After idling about in what seemed an almost Saturday night throng, so chipper and brisk was it, we made our way to Fort Wayne. It was a brisk, cool ride. The moon was on high, very clear, and a light wind blowing which made overcoats comfortable. Just outside Hicksville we encountered another detour, which shut us off from our fine road and enraged us so that we decided to ignore the sign warning us to keep out under penalty of the law and to go on anyhow. There seemed a good road ahead in spite of the sign, and so we deliberately separated the boards on posts which barred the way and sped on.

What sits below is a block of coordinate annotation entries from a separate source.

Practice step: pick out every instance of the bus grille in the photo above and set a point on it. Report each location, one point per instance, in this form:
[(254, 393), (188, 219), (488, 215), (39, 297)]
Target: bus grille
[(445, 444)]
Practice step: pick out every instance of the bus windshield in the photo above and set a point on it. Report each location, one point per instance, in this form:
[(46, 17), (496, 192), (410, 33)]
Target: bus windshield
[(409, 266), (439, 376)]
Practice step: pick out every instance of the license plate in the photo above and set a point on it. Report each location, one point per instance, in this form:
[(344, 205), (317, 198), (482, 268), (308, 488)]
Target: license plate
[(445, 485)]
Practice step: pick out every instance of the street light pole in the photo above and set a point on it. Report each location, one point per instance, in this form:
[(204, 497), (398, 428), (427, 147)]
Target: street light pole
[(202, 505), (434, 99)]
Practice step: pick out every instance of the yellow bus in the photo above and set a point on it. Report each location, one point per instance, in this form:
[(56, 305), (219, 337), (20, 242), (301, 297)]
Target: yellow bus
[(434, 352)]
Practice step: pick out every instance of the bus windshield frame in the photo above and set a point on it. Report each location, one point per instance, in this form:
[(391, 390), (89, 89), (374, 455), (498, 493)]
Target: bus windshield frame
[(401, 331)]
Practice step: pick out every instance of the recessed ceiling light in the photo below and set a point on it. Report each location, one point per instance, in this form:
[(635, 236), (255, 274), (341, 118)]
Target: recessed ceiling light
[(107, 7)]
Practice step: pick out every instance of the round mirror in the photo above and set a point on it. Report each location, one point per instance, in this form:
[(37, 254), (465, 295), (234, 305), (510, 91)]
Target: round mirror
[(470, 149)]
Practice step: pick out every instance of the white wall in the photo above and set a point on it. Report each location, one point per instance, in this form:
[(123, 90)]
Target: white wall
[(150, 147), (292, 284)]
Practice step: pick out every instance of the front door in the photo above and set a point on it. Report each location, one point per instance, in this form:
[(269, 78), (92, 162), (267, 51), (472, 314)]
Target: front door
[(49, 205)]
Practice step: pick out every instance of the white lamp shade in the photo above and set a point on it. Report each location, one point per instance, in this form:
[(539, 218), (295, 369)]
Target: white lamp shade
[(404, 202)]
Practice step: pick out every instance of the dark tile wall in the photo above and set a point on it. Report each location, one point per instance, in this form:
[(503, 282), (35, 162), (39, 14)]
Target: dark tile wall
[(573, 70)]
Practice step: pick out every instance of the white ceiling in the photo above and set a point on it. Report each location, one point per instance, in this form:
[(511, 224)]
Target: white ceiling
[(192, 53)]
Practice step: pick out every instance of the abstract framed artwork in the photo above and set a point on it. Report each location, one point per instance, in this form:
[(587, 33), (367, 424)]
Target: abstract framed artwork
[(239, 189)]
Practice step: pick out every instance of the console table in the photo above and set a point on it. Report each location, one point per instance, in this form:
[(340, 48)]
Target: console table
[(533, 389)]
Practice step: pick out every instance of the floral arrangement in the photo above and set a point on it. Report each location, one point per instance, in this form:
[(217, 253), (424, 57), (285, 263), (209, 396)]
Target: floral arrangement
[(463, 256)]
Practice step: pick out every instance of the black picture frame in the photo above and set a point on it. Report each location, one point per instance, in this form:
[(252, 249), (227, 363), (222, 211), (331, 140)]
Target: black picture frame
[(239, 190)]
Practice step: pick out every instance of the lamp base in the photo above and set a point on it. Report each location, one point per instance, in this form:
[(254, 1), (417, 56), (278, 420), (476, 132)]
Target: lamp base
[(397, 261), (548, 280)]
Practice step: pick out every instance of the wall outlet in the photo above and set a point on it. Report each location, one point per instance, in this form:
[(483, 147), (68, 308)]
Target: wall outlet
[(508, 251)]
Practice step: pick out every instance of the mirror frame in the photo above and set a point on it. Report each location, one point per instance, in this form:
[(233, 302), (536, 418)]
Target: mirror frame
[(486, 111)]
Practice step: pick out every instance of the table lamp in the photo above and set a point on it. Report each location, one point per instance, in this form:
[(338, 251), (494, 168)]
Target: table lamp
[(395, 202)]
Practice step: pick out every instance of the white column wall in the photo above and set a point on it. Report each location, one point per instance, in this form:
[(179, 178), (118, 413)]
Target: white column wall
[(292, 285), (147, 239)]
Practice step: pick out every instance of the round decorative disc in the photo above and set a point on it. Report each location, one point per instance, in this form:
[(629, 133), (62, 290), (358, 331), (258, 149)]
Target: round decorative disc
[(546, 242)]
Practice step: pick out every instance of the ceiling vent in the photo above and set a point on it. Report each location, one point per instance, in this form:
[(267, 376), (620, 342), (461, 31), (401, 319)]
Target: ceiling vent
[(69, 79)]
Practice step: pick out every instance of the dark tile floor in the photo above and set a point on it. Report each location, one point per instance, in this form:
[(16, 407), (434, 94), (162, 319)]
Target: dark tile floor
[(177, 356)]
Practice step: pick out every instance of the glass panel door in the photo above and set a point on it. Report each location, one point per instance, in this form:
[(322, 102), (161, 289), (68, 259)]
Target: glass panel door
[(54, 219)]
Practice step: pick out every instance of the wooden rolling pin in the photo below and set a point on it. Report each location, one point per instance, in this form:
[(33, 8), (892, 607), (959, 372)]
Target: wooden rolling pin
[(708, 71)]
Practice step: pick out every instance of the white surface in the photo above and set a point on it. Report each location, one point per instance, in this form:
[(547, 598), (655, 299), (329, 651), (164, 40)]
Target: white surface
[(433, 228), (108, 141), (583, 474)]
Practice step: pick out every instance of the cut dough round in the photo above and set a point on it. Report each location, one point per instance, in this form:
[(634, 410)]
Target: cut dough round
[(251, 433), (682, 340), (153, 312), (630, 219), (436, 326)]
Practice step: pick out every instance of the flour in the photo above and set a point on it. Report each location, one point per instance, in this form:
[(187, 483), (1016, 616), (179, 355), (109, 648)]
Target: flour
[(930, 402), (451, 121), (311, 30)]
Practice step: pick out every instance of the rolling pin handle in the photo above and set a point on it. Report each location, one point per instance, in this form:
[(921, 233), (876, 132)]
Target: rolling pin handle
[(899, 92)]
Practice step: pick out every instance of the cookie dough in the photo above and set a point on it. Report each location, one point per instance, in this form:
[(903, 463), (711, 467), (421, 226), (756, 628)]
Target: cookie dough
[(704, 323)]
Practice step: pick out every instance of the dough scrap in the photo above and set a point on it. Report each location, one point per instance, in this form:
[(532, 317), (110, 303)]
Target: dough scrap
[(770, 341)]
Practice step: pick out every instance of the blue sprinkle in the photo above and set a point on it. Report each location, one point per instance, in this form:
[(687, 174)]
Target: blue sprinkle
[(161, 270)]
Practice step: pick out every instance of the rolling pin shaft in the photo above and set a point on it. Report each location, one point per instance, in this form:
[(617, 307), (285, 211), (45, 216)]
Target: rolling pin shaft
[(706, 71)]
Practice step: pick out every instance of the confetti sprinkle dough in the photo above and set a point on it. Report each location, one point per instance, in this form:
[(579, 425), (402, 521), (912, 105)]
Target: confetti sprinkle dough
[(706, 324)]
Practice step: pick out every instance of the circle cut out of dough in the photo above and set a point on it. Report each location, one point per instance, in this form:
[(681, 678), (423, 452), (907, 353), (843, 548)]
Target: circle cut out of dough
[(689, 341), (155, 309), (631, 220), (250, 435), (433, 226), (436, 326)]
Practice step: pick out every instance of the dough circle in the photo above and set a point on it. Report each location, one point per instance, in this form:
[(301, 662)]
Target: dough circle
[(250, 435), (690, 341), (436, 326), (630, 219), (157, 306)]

But the way of the transgressor—remember! Scarcelya mile had gone before the road broke into fragments, partially made passable by a filling of crushed stone, but after that it swiftly degenerated into mud, rubble and ruts, and we began to think we had made a dreadful mistake. Supposing we were stalled here and found? What would become of my trip to Indiana! Fined and detained, Franklin might get very much out of sorts and not care to go on. Oh, dear! Oh, dear!

We bumped along over rocks and stumps in the most uncomfortable fashion. The car rocked like a boat on a helter-skelter at Coney Island. Finally we came to a dead stop and looked into our condition, fore and aft. Things were becoming serious. Perspiration began to flow and regrets for our sinful tendencies to exude, when, in the distance, the fence at the other end appeared.

Immediately we cheered up. Poof! What was a small adventure like this?—a jolly lark, that was all. Who wouldn’t risk a car being stuck in order to achieve a cutoff like this and outwit the officers of the law? One had to take a sporting chance always. Why certainly! Nevertheless, I secretly thanked God or whatever gods there be, and Franklin and Speed looked intensely relieved. We jogged along another eight hundred feet, tore down the wire screen at the other end, and rushed on—a little fearfully, I think, since there was a farm house near at hand with a lot of road-making machinery in the yard. Perhaps it was the home of the road foreman! I hope he doesn’t ever read this book, and come and arrest us. Or if he does I hope he only arrests Franklin and Speed. On reflection a month or so in jail would not hurt them any, I think.

And then, after an hour or so, the city of Fort Wayne appeared in the distance. It does not lie on high ground, or in a hollow, but the presence of some twenty or thirty of those antiquated light towers which I mentioned as having been installed at Evansville, Indiana, in 1882, and which were still in evidence here, gave it that appearance. It seemed at first as though this town must be on a rise and we looking up at it from a valley; as wedrew nearer, as though it were in a valley and we looking down from a height. We soon came to one of those pretentious private streets, so common in the cities of the West in these days—a street with a great gate at either end, open and unguarded and set with a superfluity of lights; which arrangement, plus houses of a certain grade of costliness, give that necessary exclusiveness the newly rich require, apparently. It was quite impressive. And then we came to a place where, quite in the heart of the city, two rivers, the St. Mary and the St. Joseph, joined to make the Maumee; and here, most intelligently, I thought, a small park had been made. It was indeed pleasing. And then we raced into the unescapable Main Street of the city, in this instance a thoroughfare so blazing with lights that I was much impressed. One would scarcely see more light on the Great White Way in New York.